What is needed, I believe, are spiritual practices that can allow us to experience – to experience – well, let me quote Albert Einstein. Yes, that Albert Einstein, who as a Jew escaped the holocaust that was coming in his native Germany, a holocaust in the name of God, with every Nazi soldier bearing the words “Gott Mit Uns”, God with us, on his uniform. Yes, that Albert Einstein, who contributed hugely to 20 th century science and probed more deeply, perhaps, than anyone else into the secrets of the universe. Here is what he wrote in Living Philosophies : “The most beautiful thing we can experience is the mysterious. It is the source of all true art and science. He to whom this emotion is a stranger, who can no longer pause to wonder and stand rapt in awe, is as good as dead: his eyes are closed. This insight into the mystery of life, coupled though it be with fear, has also given rise to religion. To know that what is impenetrable to us really exists, manifesting itself as the highest wisdom and the most radiant beauty which our dull faculties can comprehend only in their most primitive forms – this knowledge, this feeling, is at the center of true religiousness. In this sense, and in this sense only, I belong in the ranks of devoutly religious men.”
What form would such spiritual practices take? There have been many forms: meditation, prayer, sublime music or chanting, a walk in the mountains or forest, going into the wilderness for forty days, giving one's life in service, yoga, to name but a few. There are times to ease up on our healthy Unitarian skepticism a bit and allow ourselves to experience. That is why we gather here. We want our gathering here to be sanctified, blessed, made sacred by that experience of the great mysteries. That is what your Sunday Services committee wants to provide, and we need your feedback today and regularly as we go along about what you experience, what moves you, or doesn't move you. That is how we create a life of meaning and joy together.
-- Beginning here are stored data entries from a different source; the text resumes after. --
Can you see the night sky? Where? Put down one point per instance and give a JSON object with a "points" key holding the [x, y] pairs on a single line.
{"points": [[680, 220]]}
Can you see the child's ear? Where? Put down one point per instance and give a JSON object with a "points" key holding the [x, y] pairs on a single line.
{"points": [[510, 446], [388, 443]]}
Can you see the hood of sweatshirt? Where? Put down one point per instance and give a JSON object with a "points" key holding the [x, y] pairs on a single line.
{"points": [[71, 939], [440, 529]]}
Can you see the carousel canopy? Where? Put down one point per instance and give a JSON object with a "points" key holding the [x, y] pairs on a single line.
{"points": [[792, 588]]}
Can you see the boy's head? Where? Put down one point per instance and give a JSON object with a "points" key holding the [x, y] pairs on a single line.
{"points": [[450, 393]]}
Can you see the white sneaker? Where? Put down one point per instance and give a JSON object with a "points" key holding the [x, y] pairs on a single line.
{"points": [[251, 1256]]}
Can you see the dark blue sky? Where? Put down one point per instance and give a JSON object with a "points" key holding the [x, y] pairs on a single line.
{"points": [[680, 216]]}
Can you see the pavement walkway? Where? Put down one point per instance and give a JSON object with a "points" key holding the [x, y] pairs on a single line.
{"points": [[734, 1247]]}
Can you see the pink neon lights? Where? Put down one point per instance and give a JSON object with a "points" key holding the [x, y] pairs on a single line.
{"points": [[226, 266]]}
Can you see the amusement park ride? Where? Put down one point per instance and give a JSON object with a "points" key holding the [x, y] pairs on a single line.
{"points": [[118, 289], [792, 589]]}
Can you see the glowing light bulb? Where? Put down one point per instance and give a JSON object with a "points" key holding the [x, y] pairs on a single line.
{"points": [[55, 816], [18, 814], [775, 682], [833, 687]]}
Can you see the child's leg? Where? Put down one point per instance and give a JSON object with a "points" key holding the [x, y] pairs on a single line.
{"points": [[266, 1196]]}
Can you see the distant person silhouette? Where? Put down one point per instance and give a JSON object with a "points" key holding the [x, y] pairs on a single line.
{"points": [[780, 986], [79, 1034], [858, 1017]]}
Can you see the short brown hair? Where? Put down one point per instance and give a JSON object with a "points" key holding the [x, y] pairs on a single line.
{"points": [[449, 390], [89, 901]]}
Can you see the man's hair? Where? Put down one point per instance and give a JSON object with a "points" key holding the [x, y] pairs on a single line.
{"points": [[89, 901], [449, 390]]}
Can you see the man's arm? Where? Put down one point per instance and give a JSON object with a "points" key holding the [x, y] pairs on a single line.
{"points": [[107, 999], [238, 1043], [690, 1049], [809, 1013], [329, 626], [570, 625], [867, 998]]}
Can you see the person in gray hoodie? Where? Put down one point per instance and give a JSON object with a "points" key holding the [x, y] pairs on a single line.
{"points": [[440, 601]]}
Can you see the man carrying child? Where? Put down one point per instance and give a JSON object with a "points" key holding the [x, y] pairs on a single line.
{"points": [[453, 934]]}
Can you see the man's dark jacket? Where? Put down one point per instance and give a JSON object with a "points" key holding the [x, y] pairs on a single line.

There are many names: Great Spirit, ego-transcendence, the Light, the Self beyond the ordinary self, Universal Soul, the Great Self of Buddhism, Spirit of Life, Holy Spirit, or the Ground of Being or God above God of Paul Tillich. The names don't matter. What matters is the experience. So I invite you to join me now in singing yet another time, and feeling: “Spirit of life, come unto me, sing in my heart all the stirrings of compassion. Blow in the wind, rise in the sea; move in the hand, giving life the shape of justice. Roots hold me close; wings set me free; Spirit of Life, come to me, come to me.”